Yeah, not planning to do backports, although the core problem is ancient.
The master branch has been updated by Jakub Jelinek <jakub@gcc.gnu.org>: https://gcc.gnu.org/g:c23c899aedf11069e992eed7358802b262d62f98 commit r10-7607-gc23c899aedf11069e992eed7358802b262d62f98 Author: Jakub Jelinek <jakub@redhat.com> Date: Tue Apr 7 21:30:12 2020 +0200 combine: Fix split_i2i3 ICE [PR94291] The following testcase ICEs on armv7hl-linux-gnueabi. try_combine is called on: (gdb) p debug_rtx (i3) (insn 20 12 22 2 (set (mem/c:SI (plus:SI (reg/f:SI 102 sfp) (const_int -4 [0xfffffffffffffffc])) [1 x+0 S4 A32]) (reg:SI 125)) "pr94291.c":7:8 241 {*arm_movsi_insn} (expr_list:REG_DEAD (reg:SI 125) (nil))) (gdb) p debug_rtx (i2) (insn 12 7 20 2 (parallel [ (set (reg:CC 100 cc) (compare:CC (reg:SI 121 [ <retval> ]) (const_int 0 [0]))) (set (reg:SI 125) (reg:SI 121 [ <retval> ])) ]) "pr94291.c":7:8 248 {*movsi_compare0} (expr_list:REG_UNUSED (reg:CC 100 cc) (nil))) and tries to recognize cc = r121 cmp 0; [sfp-4] = r121 parallel, but that isn't recognized, so it splits it into two: split_i2i3 [sfp-4] = r121 followed by cc = r121 cmp 0 which is recognized, but ICEs because the code below insist that the SET_DEST of newi2pat (or first set in PARALLEL thereof) must be a REG or SUBREG of REG, but it is a MEM in this case.

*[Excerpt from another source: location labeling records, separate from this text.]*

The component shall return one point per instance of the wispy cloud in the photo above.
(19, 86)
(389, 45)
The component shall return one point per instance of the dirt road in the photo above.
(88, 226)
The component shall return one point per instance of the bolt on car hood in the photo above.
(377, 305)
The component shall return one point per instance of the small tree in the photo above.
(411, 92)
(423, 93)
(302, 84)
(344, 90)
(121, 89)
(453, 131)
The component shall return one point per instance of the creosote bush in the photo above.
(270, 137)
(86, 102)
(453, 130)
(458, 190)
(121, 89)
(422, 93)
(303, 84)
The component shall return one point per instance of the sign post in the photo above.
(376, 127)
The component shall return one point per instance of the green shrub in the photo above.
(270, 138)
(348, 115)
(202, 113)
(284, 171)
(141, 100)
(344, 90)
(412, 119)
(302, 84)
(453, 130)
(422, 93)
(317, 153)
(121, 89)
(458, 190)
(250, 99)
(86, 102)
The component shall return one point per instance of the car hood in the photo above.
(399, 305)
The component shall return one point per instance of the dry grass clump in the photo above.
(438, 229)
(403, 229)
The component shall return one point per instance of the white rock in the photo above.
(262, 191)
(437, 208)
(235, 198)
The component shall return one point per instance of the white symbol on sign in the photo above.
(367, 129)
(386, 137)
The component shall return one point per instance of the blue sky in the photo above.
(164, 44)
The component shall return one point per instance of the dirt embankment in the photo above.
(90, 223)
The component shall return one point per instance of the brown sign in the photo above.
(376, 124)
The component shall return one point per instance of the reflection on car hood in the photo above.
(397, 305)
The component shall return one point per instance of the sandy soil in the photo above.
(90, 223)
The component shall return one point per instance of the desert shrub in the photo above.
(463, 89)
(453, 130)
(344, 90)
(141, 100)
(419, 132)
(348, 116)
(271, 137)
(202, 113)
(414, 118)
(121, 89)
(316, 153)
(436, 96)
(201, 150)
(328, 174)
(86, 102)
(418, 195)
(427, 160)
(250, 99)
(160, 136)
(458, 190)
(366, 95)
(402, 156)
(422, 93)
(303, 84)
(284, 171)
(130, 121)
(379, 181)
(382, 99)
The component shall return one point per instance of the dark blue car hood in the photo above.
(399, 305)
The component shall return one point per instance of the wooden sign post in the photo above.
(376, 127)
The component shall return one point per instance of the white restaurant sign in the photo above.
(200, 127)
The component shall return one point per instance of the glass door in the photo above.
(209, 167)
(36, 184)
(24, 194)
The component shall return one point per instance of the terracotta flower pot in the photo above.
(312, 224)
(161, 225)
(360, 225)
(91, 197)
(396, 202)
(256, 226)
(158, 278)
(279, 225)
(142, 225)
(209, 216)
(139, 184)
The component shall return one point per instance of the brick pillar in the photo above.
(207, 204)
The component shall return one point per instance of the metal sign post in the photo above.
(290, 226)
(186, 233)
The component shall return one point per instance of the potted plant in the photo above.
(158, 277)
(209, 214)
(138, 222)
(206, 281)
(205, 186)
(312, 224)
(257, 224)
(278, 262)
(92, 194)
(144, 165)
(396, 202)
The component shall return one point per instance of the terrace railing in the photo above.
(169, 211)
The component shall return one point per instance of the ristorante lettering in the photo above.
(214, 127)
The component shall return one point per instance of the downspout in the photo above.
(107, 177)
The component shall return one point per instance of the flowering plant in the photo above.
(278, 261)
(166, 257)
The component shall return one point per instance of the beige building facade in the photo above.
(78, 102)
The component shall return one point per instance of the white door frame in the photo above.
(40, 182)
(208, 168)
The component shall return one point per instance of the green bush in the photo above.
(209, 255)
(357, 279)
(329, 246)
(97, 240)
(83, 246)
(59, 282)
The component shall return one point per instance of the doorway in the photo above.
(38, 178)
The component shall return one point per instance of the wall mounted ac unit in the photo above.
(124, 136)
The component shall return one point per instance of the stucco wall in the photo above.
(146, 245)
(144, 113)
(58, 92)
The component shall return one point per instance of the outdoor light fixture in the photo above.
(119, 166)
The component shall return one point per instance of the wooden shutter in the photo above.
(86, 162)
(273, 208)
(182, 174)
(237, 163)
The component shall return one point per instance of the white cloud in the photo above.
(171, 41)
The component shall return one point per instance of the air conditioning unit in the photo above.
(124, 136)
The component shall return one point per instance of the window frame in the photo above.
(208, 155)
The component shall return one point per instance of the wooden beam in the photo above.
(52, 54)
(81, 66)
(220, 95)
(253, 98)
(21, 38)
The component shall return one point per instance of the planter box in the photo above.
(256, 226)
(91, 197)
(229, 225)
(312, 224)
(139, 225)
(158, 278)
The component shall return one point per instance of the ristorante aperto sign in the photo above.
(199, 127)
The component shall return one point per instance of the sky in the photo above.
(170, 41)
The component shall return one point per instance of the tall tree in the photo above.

I don't see any condition that would guarantee that, perhaps for the swap_i2i3 case it was somehow guaranteed. As the code just wants to update LOG_LINKS and LOG_LINKS are only for registers, not for MEM or anything else, the patch just doesn't update those if it isn't a REG or SUBREG of REG. 2020-04-07 Jakub Jelinek <jakub@redhat.com> PR rtl-optimization/94291 PR rtl-optimization/84169 * combine.c (try_combine): For split_i2i3, don't assume SET_DEST must be a REG or SUBREG of REG; if it is not one of these, don't update LOG_LINKs. * gcc.dg/pr94291.c: New test.